OptimalTransportNetworks.OptimalTransportNetworksModule

Optimal Transport Networks in Spatial Equilibrium

Pure Julia implementation of the model and algorithms presented in:

Fajgelbaum, P. D., & Schaal, E. (2020). Optimal transport networks in spatial equilibrium. Econometrica, 88(4), 1411-1452.

The library is based on the JuMP modeling framework for mathematical optimization in Julia, and roughly follows the MATLAB OptimalTransportNetworkToolbox (v1.0.4b) provided by the authors. Compared to MATLAB, the Julia library presents a simplified interface. Notably, the graph object contains both the graph structure and all data parameterizing the network, whereas the param object only contains (non-spatial) model parameters.

Exported Functions

Problem Setup

init_paramaters() - Create parameters dictionary

create_graph() - Create network graph dictionary

apply_geography() - (Optional) apply geographical features to alter the graph edge weights (network building and traversing costs)

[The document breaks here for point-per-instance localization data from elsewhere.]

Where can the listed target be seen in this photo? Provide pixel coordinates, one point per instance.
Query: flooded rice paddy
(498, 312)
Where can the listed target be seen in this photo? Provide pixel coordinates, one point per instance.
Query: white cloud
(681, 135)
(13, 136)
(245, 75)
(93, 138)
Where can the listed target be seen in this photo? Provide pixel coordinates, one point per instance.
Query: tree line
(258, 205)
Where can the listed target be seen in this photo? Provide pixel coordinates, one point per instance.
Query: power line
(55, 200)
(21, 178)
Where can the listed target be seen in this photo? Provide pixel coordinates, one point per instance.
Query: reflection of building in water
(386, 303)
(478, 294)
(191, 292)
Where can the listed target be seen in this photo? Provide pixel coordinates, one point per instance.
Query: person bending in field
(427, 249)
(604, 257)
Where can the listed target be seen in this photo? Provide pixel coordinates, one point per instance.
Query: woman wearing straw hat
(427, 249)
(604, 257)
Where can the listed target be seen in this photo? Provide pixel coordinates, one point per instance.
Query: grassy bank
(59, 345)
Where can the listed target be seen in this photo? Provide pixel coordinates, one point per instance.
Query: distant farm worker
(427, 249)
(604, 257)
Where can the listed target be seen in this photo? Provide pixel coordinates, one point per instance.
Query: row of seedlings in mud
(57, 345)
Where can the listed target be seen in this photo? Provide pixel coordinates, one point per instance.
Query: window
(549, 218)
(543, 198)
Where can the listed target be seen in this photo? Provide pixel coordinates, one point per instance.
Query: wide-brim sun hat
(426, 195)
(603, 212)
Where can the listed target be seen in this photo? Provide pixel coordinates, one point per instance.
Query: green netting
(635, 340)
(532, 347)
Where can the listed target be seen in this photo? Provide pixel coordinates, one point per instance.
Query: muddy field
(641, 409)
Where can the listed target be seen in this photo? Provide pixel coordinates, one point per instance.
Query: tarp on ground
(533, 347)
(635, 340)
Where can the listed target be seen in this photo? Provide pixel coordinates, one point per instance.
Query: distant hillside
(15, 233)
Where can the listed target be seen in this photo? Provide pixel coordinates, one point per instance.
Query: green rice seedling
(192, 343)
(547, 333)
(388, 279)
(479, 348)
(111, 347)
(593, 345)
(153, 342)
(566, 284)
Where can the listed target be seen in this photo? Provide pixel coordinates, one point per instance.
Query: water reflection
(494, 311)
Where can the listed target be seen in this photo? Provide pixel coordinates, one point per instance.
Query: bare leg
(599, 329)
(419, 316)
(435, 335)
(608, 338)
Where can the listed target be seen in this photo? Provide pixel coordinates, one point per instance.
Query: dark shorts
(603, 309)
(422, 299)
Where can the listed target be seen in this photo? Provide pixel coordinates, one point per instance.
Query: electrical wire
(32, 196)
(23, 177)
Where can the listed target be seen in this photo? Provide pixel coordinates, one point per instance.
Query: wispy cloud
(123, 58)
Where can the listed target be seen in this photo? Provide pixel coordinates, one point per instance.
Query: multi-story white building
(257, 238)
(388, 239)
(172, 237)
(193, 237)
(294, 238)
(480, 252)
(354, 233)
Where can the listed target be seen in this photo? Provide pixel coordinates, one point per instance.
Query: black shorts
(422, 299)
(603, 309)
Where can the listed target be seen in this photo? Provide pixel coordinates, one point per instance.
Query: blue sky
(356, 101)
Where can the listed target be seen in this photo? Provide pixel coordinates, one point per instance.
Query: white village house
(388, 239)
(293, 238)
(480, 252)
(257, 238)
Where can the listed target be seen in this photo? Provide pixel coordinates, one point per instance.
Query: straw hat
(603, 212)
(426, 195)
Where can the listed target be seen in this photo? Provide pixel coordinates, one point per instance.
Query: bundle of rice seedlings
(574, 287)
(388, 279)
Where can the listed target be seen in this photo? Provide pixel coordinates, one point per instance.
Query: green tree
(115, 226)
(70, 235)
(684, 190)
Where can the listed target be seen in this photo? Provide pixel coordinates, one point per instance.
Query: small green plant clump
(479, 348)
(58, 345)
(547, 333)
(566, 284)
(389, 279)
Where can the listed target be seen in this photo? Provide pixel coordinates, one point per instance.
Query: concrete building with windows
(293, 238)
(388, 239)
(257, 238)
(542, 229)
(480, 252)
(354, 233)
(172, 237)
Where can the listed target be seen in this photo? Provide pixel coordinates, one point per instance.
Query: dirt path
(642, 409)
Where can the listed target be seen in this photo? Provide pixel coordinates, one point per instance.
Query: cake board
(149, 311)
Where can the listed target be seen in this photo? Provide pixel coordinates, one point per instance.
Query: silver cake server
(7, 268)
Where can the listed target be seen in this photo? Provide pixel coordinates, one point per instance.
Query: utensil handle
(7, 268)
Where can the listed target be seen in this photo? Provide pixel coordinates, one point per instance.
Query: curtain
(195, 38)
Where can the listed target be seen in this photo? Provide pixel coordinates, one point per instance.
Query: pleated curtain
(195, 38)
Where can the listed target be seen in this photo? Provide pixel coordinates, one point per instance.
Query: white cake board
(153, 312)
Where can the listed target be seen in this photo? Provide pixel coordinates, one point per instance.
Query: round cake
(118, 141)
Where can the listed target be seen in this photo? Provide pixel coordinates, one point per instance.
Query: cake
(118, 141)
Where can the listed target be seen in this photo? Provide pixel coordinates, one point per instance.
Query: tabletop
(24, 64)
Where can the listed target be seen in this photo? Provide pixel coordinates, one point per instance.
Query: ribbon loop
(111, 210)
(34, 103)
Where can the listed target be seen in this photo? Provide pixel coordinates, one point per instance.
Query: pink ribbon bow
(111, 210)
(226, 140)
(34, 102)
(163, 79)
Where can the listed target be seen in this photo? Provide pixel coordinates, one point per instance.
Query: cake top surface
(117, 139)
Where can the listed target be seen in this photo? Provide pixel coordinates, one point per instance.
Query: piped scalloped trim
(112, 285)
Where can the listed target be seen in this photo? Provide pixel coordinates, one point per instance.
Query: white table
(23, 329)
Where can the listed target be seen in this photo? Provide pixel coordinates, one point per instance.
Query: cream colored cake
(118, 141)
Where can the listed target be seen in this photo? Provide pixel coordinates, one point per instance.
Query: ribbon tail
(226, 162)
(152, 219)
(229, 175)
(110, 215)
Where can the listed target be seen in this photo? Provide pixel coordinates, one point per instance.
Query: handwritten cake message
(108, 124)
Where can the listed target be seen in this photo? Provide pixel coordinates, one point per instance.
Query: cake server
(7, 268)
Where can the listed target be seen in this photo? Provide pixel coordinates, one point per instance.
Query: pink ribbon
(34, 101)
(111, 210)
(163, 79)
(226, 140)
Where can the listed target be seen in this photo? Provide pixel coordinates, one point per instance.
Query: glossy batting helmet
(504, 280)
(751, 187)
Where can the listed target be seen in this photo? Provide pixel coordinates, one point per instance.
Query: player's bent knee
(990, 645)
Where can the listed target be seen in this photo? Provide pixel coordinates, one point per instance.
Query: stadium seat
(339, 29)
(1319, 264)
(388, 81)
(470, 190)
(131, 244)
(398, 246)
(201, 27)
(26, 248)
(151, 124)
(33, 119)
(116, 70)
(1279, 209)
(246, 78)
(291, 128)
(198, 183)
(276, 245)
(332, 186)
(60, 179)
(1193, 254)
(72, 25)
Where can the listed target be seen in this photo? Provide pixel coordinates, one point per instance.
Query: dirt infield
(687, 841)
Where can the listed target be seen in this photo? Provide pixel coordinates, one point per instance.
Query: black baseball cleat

Compute Optimal Network + Refine Solution in Non-Convex Cases

optimal_network() - Compute optimal network given parameters and graph. Can also be used to just solve the model on a given network.

annealing() - Refine solution using simulated annealing in non-convex cases (automatically called in optimal_network() if param[:annealing] == true))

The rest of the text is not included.